The big difference Ernie is that you are using a ps camera with a lens on and using an eyepiece on your scope. I'm using neither. I'd guess your big eyepiece lets in a lot of light. I don't have any access to low power eyepieces
I can't say that to me my photos are underexposed Ernie. On my monitor they look fine and in Photoshop I generally adjust the levels according to where Photoshop suggests the sliders should go so maybe it's simply down to the difference in the way our monitors are set.
For instance, on my monitor your photos always look too bright/over exposed and way over saturated with colour. I'm sure that's where a big part of the difference is. I'm not saying that just have a go back at your photos, that's just how they look here compared to mine. I'll have a look at my monitor calibration.
My Robin photos above in my last post are around 3400mm equivalent on a 35mm camera so I think they stand up pretty well as an experiment in magnification. It's not often you would be working in those sort of ranges. I was just doing some tests on something else at the time, saw the bird in a tree and quickly rattled off some photos without even checking how they were for exposure. At the moment I'm not trying to post photos of birds or anything else in this thread that are perfectly exposed, I'm purely trying out various methods for magnification. Once that's done then I'll concentrate on perfecting technique with a chosen set up.
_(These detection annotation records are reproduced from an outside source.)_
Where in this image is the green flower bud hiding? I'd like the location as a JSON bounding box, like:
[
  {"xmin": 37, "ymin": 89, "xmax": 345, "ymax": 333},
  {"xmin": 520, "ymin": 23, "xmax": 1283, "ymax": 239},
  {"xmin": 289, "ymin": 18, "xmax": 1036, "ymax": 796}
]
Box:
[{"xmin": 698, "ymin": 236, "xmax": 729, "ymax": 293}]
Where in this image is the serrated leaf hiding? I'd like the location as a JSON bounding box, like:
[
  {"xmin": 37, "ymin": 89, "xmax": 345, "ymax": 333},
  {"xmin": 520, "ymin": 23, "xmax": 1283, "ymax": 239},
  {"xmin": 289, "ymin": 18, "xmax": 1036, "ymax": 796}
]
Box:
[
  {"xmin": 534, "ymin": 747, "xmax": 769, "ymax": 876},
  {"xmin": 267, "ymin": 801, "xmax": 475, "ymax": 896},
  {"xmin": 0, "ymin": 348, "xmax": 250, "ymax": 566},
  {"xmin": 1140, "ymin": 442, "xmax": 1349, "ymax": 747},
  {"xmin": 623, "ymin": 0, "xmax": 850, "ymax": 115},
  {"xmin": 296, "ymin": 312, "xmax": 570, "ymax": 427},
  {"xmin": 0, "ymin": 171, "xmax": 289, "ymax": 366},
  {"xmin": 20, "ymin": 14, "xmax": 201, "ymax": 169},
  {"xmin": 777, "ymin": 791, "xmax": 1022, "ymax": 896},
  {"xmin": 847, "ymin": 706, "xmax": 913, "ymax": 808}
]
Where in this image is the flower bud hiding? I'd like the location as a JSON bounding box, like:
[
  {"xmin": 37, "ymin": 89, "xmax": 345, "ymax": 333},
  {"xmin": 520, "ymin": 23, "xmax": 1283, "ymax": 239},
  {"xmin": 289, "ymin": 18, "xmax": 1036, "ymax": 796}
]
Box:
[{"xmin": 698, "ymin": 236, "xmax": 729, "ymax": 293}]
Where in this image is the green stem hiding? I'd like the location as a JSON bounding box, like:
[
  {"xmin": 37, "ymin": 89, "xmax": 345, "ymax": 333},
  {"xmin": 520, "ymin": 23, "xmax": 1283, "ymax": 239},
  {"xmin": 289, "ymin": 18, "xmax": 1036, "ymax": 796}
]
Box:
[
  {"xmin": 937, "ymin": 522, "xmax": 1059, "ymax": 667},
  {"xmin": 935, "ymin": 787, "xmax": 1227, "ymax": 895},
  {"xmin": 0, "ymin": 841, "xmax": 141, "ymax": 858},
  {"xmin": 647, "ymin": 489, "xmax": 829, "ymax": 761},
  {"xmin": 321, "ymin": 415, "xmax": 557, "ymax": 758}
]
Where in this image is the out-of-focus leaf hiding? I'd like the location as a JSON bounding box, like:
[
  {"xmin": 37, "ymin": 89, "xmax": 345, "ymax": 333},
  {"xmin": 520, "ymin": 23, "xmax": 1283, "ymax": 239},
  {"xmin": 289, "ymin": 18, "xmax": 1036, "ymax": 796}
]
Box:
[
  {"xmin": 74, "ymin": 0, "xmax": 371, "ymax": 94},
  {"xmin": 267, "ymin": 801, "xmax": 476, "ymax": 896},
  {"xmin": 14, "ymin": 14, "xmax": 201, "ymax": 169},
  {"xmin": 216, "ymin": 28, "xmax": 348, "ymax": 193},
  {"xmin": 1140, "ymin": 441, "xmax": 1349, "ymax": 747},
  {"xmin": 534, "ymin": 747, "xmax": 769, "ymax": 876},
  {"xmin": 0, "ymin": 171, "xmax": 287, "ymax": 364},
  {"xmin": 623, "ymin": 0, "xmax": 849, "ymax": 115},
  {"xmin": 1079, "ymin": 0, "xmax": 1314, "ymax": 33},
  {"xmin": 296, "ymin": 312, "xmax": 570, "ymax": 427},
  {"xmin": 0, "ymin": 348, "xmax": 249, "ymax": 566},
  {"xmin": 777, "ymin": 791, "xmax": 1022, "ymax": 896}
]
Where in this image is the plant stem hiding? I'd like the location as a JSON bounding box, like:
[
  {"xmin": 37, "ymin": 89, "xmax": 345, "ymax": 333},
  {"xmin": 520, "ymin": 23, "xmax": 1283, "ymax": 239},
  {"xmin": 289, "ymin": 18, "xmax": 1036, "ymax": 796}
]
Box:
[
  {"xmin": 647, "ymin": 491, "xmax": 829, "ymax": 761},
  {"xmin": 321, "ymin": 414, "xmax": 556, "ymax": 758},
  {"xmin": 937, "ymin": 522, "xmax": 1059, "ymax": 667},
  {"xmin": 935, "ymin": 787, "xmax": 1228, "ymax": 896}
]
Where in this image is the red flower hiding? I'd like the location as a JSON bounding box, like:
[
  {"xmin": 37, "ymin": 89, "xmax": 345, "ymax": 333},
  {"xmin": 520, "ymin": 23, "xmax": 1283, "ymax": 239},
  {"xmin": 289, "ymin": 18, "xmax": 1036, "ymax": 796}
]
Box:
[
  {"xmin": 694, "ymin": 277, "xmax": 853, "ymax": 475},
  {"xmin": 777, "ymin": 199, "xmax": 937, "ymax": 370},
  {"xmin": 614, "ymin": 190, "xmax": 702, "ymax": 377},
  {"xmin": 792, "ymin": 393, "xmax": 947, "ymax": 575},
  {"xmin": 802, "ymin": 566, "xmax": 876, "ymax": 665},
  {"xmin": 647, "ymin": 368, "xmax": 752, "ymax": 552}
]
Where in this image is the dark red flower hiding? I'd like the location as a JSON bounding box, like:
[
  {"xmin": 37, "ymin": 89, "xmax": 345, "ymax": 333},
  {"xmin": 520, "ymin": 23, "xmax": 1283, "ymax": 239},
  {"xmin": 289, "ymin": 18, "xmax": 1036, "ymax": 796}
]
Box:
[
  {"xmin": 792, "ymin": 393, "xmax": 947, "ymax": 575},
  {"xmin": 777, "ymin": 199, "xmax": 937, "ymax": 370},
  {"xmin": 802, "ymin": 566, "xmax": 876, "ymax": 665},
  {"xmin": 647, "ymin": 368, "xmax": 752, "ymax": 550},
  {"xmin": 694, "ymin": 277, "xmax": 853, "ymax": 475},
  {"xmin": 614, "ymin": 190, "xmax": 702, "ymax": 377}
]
I've tried my old Olympus C-5050 ps camera on this scope and only get around half the light that the dslr gets.
With a dslr you are doing everything in manual so you need to make a spot decision on conditions and quickly go for an ISO and shutter speed that you hope is correct so it's hard to get it spot on all the time, it's purely by instinct. I don't bother using the image preview after every photo so that I get good battery life, especially as it's winter here at the moment and cold weather drains them quickly. That means I may take a load of photos that need work. Shooting in RAW you can correct much more than 1 stop of light.
Take Jose's thread
here as an example at the extremes of dslr digiscoping. He's down to around 1/10 sec shutter speeds with his Sony dslr using anti shake and takes excellent photos. The shutter speeds are a bit extreme but in my mind he takes some of the best photos I see posted in the birdforum gallery.
Anyway, not trying to make excuses, just posting an honest thought about the photos I post in this thread.
I'll have a go in the coming days at letting the camera automatically set the shutter speed and see what the results are.
Thanks for your comment Dave.
Paul.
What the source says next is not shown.